Packets and bytes count (e.g., 1 packet, 40 bytes).
Start and end time (e.g., 1759820621 → 1759820644).
Action (e.g., REJECT or ACCEPT) – whether the traffic was allowed or denied.
Log status (e.g., OK) – confirms the log was successfully recorded.
Flow logs provide a detailed view of who is talking to whom, how much data is transferred, and whether it was allowed or blocked, helping monitor and troubleshoot network activity.
For example, the flow log I’ve captured tells us that a connection from source IP 79.124.62.122 to destination IP 10.1.2.161 on port 4854 was blocked (REJECT). It also shows which network interface handled the traffic, the number of packets and bytes sent, the protocol used (TCP), and the time of the traffic. This information helps me understand traffic patterns, identify blocked connections, and troubleshoot network issues in the VPC.
Logs Insights
Logs Insights is an AWS tool that lets you search, analyze, and visualize log data stored in CloudWatch. It helps you quickly find patterns, filter specific events, and generate reports or charts from large amounts of log data, making it easier to monitor, troubleshoot, and understand network or application activity.

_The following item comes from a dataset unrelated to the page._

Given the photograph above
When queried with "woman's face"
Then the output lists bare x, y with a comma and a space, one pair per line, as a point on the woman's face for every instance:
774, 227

I ran the query “Top 10 byte transfers by source and destination IP addresses”, which in CloudWatch Logs Insights looks like:
stats sum(bytes) as bytesTransferred by srcAddr, dstAddr
| sort bytesTransferred desc
| limit 10This query analyzes all traffic in the flow logs, sums up the total bytes transferred between each source and destination IP pair, sorts them from highest to lowest, and shows the top 10 connections. It helps identify which hosts are exchanging the most data, revealing traffic patterns and potential hotspots in the network.